I'm not well into rsync behavior. And I'm always scared that modifying this will influence BITs default behavior and break someones other backups.

Because of that I'm very pedantic about a fix. I would like to dive deep into that rabit hole and understand all the details of how rsync behavior. That is how I can be "sure" about no one else is harmed by such a fix. It will take time I don't have currently. There are three other maintainers in the team but their time is also limited.

But I add the high priority label and the next-release-milestone to that Issue.

insubstudios commented 1 year ago

Thank you. Understandable. There's never enough time.

insubstudios commented 1 year ago

Workaround

i found a workaround for now:

add the include parameters into "additional options" under the "Expert Options" tab in settings.

this is inserted in the rsyncPrefix (defined in common/tools.py) so it is inserted before any other inlcude or exclude arguments.

make sure it doesn't match your backup location, ~/.local/share/backintime, or .local/share/backintime/mnt as that will probably cause problems. those are probably excluded first for a reason.

rsyncPrefix is used by snapshots.py for restore, backupConfig, and takeSnapshot and by sshtools.py for checkRemoteCommands. there doesn't seem to be any problems for restore and backupConfig. haven't tested the ssh stuff because i don't have that as part of my set up.

rsyncSuffix is only used by takeSnapshot.

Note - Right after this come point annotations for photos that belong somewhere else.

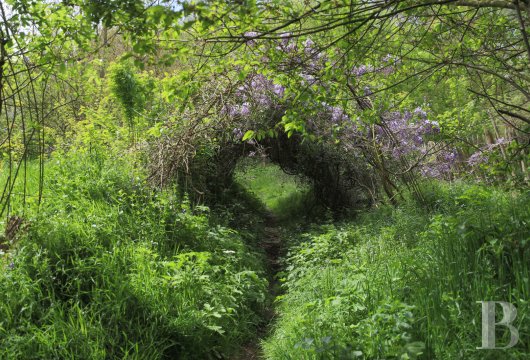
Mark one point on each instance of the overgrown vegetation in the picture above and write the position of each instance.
(110, 268)
(281, 180)
(403, 282)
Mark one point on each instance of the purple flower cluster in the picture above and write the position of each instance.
(482, 155)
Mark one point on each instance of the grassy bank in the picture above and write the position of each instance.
(403, 282)
(110, 268)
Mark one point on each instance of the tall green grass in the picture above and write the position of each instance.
(403, 282)
(110, 268)
(288, 197)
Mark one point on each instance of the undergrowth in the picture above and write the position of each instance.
(403, 282)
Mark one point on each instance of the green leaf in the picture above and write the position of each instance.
(248, 135)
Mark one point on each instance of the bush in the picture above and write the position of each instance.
(110, 268)
(403, 282)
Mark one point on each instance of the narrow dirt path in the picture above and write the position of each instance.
(272, 246)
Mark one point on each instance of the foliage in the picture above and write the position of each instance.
(393, 282)
(109, 268)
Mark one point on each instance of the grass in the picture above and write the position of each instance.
(403, 282)
(288, 197)
(110, 268)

DerekVeit commented 3 weeks ago

I have recently spent a little time on this subject of resolving the logic of the Include and Exclude configuration. I have what I think is a correct solution with a more easily followed logic, and I'm writing some description and explanation before I push it to a branch of my public repo for consideration. It solves this issue #1420 and #561 and meets all of the expectations identified by @insubstudios above.

I very much agree with the concern about quietly sabotaging someone's backup by subtly changing the logic of how their configuration is applied. As one thing to help with that, the branch (not yet pushed) includes unit tests where we can easily add more test cases of whatever combinations of includes, excludes, and subject files and try them out with both the current and proposed strategy.